The hypothesis of the JACM is that the five core job characteristics leads to three critical psychological states which in turn leads to improved motivation, satisfaction and performance. Also, job redesign affects performance through intrinsic motivation. Hickman and Lolled highlighted the need to address the mediating factor between job characteristics and outcomes is one’s psychological state.
The three psychological states in the redesign of jobs are employees’ need to experience work meaningfulness; experience personal work responsibility; and they must have knowledge of the results of their work activities. Additionally, JACM provides valuable guidelines for managers in terms of the specific characteristics of jobs that need to be taken into account when job redesign issues are being considered.

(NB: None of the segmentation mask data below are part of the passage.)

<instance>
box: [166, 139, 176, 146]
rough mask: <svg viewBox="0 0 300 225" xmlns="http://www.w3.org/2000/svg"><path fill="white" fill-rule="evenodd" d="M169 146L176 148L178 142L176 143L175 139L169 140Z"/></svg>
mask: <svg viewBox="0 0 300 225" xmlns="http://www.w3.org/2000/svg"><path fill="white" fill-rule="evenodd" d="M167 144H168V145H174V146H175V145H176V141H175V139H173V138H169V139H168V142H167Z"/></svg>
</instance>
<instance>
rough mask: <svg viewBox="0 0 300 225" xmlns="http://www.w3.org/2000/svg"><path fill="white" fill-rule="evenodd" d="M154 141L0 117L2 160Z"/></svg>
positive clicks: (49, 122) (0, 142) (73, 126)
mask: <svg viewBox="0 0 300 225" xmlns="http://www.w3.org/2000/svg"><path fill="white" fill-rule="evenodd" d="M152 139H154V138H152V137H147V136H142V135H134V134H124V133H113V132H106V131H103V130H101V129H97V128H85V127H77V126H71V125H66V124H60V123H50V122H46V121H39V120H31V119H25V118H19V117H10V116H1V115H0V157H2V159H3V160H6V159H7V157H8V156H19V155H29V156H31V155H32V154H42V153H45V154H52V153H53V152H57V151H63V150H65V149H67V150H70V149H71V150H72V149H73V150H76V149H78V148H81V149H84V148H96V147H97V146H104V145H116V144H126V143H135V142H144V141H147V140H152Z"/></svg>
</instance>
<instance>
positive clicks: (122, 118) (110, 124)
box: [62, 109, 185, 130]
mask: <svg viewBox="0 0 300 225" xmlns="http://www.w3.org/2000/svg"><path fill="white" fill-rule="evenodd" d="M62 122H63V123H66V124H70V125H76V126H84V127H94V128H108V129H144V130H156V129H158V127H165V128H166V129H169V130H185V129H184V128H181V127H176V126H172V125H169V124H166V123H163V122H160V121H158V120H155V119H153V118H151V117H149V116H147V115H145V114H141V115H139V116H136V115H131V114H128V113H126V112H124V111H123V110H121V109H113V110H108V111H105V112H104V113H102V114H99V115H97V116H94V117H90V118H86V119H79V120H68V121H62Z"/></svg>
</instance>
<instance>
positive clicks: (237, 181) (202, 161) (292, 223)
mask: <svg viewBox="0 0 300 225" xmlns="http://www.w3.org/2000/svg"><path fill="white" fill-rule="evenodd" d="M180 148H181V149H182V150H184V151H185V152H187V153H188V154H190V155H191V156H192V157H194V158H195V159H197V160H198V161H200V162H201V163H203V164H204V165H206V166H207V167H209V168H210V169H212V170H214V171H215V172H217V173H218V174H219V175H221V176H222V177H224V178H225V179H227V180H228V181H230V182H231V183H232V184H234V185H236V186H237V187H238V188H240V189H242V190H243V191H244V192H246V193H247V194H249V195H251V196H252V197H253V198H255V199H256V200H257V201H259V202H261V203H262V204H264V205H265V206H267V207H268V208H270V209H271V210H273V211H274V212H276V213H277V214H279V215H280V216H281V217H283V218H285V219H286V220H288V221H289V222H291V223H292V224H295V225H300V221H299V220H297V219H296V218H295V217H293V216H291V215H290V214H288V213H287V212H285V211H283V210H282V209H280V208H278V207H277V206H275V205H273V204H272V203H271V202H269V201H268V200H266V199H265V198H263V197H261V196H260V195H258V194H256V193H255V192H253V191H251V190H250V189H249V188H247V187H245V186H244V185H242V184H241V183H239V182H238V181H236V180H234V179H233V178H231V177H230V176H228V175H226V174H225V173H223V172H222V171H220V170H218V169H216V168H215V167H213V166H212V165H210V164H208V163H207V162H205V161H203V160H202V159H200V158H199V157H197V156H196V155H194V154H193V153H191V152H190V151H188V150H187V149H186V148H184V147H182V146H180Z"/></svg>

In particular, the theory suggested to managers the need for jobs to be diagnosed in terms of the extent to which they provided opportunities for task variety, task identity, task significance, autonomy and feedback (prescriptive value). Furthermore, by incorporating moderators (knowledge and skill, growth need strength and context satisfaction), the model consider the psychology of individual differences – the fact that different people in different situations may respond differently to attempts to redesign jobs.
As such, the theory represents a considerable step forward from the universalistic theory presented by Herbert, which assumed that job redesign would impact on everyone in the same way. If these moderators are present, job redesign will positively affect performance without the use of extrinsic rewards, as they moderate the strength of the impact of improvement in the five job characteristics on the three critical psychological states and its impact on the titivation and performance.
However, the five job characteristics of JACM are not exhaustive as there are other factors to job. Other limitations include JACM does not explain how jobs are redesigned (whether is it top down or participative); JACM does not take into account of organizational context, for instance, high skill as opposed to low and bureaucratic environments; and JACM focuses on a narrow range of outcomes, such as performance, motivation and satisfaction, which however exclude mental stress.